OWEN LEWIS, ALBERTA
Asteroids. Solar storms. Supernovae. Gamma ray bursts. Space is trying to kill us, and it’s time to take it seriously.
The terms “existential risk,” “catastrophic risk,” and “risk to civilization” are used too casually, and often incorrectly: generally, as synonyms for “big risk.” This common misuse denudes the words of their meaning and import. At the Cosmopolitan Globalist, we adhere to a formal definition: It is a global catastrophic risk if it might, realistically, kill ten million people on two separate continents, or wreak US$10 trillion in damages. It is a risk to civilization if it threatens organized human life: When Albert Einstein said, “I know not with what weapons World War III will be fought, but World War IV will be fought with sticks and stones,” that is what he meant. An existential risk—as the root word exist suggests—threatens the extinction of humanity.
An existential risk is necessarily a global catastrophic risk, but not vice-versa. Journalists, politicians, and even—too often—scientists sometimes describe climate change and pandemics as existential risks. They are unlikely to be. Climate change is a global catastrophic risk, to be sure; and the Covid-19 pandemic is a global catastrophe in progress. But they are not existential threats.
As we’ve observed previously, our minds for some reason have difficulty seriously imagining that we face more than one catastrophic risk at a time. These days, most people worry about climate change, with the occasional pause for pandemic panic. But let me direct your attention upward. I regret to tell you that space could swat H. Sapiens off the interstellar map as casually as we would dispatch a fly. Of all the risks we discuss in this series, space is the best candidate for an existential threat. We know this not through computer models and projections—although there are plenty of these—but from the historical and geological record.

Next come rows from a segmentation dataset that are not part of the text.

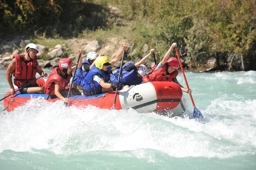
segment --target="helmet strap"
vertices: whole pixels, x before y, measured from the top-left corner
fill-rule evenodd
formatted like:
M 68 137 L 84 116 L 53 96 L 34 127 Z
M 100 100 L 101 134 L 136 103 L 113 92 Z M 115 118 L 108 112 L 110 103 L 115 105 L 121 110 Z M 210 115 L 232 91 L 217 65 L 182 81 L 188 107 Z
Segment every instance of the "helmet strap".
M 28 56 L 29 56 L 29 58 L 30 59 L 30 60 L 32 60 L 32 58 L 31 58 L 29 56 L 29 50 L 27 51 L 27 52 L 28 53 Z

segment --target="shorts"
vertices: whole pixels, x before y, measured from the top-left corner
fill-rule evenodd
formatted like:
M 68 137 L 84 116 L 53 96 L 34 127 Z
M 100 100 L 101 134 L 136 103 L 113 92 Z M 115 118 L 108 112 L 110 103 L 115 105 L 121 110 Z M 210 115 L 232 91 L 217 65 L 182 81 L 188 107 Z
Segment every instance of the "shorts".
M 61 90 L 61 94 L 63 96 L 64 98 L 66 98 L 67 97 L 67 94 L 68 94 L 68 92 L 69 91 L 69 89 L 65 89 Z M 75 89 L 74 88 L 72 88 L 70 89 L 70 94 L 69 95 L 69 97 L 70 96 L 74 96 L 75 95 L 81 95 L 81 92 L 76 89 Z M 57 98 L 58 97 L 55 95 L 50 95 L 51 98 Z
M 20 92 L 21 94 L 27 94 L 28 93 L 28 88 L 29 87 L 39 87 L 39 86 L 38 85 L 37 83 L 36 83 L 33 86 L 26 86 L 26 87 L 23 88 L 21 89 L 20 89 Z M 20 88 L 20 87 L 18 87 L 18 89 Z
M 90 96 L 91 95 L 99 95 L 100 94 L 102 94 L 102 89 L 98 89 L 95 91 L 93 90 L 91 92 L 87 92 L 84 89 L 83 89 L 83 92 L 84 92 L 84 95 L 86 96 Z M 96 94 L 95 94 L 95 92 L 96 92 Z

The Earth has seen five mass extinctions. Only one of these may firmly be attributed to an asteroid; the rest were probably caused or assisted by volcanic activity. Volcanoes certainly have world-destroying potential. But probably this would happen over a period of hundreds of thousands of years, even millions. A clever species like ours may well be able to figure out how to mitigate that risk or adapt to it.
Asteroids and comets are a different story.
An asteroid the size of Manhattan could plough through our atmosphere in seconds. It would blow a massive hole in the crust of our planet, vaporizing water and stone alike in a flash, ejecting mountains of rock and debris from the impact site. Some of this material would break the Earth’s gravitational grip and sail out into the Solar System, but most would fall back to the ground. The force of the impact would throw thousands of cubic kilometers of rock into sub-orbital trajectories, and these meteors would return to Earth and set the world’s forests ablaze, devouring animal habitats and vegetation, causing food chains to collapse. The cloud of dust thrown up by the impact, along with smoke and soot from the fires, would blot out the Sun, perhaps for years.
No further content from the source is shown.